Ann. 2012-50
The (Rev. Rul. 2012-18) ruling was originally set to be effective for amounts paid on or after 1/1/2013. The IRS has now extended the effective date to amounts paid on or after 1/1/2014. This gives clients one more year to implement procedures to ensure proper reporting if they choose to continue paying service charges. The IRS has extended until on or after January 1, 2014 for taxpayers to comply with the proper treatment of service charges under Rev. Rul. 2012-18. Service charges include mandatory add-ons to food and beverage bills distributed to wait staff by the employer.

Rev. Rul. 2012-18 was effective immediately and applicable retroactively. Under limited circumstances with regard to amounts paid before January 1, 2013, that were improperly characterized as tips when they properly should have been characterized as service charges, the IRS instructed examiners in an interim guidance memorandum (IGM) to apply Q&A 1 of Rev. Rul. 2012-18 prospectively, that is, only to amounts paid on or after January 1, 2013 (SBSE-04-0612-057). The IRS explained that an updated IGM will alert examiners about the extension to January 1, 2014.

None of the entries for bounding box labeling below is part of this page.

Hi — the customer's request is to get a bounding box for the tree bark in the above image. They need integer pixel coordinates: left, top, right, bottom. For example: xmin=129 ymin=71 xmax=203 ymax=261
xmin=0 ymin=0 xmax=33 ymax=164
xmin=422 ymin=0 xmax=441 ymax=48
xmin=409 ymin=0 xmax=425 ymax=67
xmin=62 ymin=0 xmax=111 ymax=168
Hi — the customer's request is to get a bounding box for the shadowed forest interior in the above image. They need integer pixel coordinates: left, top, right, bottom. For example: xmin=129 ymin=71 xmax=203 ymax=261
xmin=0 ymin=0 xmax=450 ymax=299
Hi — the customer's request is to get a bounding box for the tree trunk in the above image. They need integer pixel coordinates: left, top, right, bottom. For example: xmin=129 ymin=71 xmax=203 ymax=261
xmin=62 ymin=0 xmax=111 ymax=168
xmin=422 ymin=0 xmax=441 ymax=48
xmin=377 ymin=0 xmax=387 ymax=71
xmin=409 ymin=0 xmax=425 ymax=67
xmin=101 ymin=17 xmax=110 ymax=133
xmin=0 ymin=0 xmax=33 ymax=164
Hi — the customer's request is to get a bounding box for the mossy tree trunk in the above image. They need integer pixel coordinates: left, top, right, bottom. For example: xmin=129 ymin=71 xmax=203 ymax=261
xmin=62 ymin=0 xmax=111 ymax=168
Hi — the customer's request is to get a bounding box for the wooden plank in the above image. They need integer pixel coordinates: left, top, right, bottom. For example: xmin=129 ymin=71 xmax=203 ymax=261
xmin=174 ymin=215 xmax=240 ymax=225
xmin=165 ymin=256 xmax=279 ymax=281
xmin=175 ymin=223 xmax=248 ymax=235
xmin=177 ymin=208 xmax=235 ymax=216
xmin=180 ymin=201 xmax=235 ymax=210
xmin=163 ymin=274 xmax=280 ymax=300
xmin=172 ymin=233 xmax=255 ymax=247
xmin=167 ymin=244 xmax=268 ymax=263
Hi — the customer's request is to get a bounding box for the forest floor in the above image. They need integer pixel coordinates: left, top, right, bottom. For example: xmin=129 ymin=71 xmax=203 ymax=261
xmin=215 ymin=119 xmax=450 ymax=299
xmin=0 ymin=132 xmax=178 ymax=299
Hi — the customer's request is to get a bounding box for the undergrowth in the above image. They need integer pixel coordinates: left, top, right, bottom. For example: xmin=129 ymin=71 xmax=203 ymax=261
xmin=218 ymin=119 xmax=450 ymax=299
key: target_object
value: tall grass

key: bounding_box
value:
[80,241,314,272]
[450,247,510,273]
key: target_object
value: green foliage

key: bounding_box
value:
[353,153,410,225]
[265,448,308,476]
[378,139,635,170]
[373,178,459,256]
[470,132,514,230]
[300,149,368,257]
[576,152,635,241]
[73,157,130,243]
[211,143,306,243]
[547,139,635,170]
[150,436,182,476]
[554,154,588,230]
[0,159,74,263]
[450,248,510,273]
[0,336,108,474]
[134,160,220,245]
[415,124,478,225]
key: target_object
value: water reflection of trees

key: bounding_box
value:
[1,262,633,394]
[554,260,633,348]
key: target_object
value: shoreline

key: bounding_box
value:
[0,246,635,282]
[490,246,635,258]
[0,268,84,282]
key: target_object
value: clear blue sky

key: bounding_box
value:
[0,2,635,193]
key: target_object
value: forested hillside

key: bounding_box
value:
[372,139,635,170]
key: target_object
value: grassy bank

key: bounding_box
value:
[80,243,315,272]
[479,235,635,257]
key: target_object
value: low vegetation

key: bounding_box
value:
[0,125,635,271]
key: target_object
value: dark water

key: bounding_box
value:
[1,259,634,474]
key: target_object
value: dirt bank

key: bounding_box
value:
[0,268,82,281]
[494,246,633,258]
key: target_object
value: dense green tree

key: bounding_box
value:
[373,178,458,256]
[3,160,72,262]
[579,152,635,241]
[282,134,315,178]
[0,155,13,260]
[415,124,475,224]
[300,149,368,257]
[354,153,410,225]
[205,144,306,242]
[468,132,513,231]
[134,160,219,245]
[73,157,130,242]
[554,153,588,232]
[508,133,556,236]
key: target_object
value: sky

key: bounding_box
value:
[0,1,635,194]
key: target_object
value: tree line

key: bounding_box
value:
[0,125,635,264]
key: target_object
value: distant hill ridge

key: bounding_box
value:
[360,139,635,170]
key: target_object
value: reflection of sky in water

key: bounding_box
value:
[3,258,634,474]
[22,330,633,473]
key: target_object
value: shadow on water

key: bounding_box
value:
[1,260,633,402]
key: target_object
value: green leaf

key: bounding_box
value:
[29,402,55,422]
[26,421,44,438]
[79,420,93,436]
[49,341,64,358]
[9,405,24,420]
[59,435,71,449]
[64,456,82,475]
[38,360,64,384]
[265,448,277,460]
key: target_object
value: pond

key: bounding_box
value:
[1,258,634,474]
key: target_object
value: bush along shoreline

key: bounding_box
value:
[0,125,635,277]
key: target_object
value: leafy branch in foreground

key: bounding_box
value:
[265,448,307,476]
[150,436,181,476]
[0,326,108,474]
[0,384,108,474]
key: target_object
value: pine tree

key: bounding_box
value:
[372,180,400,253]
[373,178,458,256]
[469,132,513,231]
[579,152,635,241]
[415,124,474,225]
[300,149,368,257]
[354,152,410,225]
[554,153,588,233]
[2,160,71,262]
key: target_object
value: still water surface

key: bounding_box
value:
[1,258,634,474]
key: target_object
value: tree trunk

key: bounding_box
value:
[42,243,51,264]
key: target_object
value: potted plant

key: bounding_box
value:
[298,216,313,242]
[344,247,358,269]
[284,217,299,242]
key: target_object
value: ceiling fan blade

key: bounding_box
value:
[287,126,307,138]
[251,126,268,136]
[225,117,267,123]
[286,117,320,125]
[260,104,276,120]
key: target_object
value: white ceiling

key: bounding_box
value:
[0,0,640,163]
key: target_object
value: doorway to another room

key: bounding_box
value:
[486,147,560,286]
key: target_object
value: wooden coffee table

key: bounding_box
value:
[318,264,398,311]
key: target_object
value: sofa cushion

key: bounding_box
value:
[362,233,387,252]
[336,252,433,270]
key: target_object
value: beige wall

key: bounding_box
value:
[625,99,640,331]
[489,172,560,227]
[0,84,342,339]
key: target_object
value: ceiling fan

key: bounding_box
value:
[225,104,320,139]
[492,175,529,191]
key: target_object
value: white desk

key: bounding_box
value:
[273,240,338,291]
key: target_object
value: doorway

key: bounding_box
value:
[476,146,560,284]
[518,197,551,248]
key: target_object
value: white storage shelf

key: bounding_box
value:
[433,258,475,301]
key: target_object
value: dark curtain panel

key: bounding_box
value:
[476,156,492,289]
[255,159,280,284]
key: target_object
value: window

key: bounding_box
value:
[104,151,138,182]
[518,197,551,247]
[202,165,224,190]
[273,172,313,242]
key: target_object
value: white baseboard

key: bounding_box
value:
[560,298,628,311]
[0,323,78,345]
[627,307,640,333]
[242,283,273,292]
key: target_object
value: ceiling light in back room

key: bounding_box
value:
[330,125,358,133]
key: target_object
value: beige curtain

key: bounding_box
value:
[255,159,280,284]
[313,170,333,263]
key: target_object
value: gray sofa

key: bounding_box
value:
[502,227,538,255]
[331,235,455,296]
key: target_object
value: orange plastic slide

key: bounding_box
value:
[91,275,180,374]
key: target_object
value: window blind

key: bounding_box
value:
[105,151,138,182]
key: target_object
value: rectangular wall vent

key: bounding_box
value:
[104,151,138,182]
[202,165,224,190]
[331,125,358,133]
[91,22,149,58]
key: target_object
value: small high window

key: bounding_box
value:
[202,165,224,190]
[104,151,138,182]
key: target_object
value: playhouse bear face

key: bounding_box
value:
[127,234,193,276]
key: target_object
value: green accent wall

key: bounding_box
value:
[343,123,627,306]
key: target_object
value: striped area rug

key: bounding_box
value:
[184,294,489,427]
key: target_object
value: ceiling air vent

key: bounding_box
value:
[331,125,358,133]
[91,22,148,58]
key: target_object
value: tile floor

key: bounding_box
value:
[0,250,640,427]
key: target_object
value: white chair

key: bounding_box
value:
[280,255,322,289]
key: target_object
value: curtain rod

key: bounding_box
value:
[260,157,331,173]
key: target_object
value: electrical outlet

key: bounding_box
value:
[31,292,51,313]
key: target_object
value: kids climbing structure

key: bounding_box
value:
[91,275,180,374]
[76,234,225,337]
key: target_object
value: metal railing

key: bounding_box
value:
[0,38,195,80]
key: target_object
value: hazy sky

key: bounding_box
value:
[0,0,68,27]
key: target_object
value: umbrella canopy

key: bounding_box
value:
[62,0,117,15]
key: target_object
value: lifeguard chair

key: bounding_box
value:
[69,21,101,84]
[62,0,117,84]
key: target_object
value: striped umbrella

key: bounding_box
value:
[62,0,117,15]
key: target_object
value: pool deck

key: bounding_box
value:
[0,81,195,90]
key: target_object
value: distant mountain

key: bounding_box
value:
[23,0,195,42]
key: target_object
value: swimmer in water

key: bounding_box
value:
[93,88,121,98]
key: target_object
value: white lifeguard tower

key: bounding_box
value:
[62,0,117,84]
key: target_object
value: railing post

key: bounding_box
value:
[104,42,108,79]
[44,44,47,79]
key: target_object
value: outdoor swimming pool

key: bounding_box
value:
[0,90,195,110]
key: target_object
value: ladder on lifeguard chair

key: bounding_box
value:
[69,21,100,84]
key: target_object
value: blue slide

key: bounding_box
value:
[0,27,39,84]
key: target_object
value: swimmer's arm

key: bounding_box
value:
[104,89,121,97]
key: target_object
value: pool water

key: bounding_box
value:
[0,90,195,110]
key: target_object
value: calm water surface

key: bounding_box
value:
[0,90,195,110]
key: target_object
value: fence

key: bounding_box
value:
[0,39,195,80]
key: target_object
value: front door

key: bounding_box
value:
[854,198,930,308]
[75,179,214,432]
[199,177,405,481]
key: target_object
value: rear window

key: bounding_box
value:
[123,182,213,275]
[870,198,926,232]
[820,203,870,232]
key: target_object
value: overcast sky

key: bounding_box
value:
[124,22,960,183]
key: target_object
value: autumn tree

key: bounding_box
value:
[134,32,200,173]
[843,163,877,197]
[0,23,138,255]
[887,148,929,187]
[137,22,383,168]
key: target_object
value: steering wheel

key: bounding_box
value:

Code Secs. 3101 and 3111 impose FICA taxes on employees and employers. Code Sec. 3121(q) provides that tips received by an employee during the course of his or her employment are remuneration and are deemed to be paid by the employer for purposes of the employer portion of FICA taxes. The remuneration is deemed to be paid when a written statement including the tip is provided by the employee to the employer. If the employee does not report the tips, they are deemed paid when the IRS makes notice and demand to the employer.

Rev. Rul. 2012-18

Rev. Rul. 2012-18 provided question-and-answer guidance for distinguishing between tips and service charges. In Q&A 1 of Rev. Rul. 2012-18 reaffirmed the factors used to determine whether payments constitute tips or service charges. Q&A 1 of Rev. Rul. 2012-18 provides that the absence of any of the following factors creates a doubt as to whether a payment is a tip and indicates that the payment may be a service charge:
  • The payment must be made free from compulsion;
  • The customer must have the unrestricted right to determine the amount;
  • The payment should not be the subject of negotiation or dictated by employer policy; and,
  • Generally, the customer has the right to determine who receives the payment.


In Ann. 2012-25, the IRS asked taxpayers if additional time would be needed to ensure that systems would be compliant. After reviewing the comments received from taxpayers, the IRS recently decided that an extension to January 1, 2014 would be appropriate.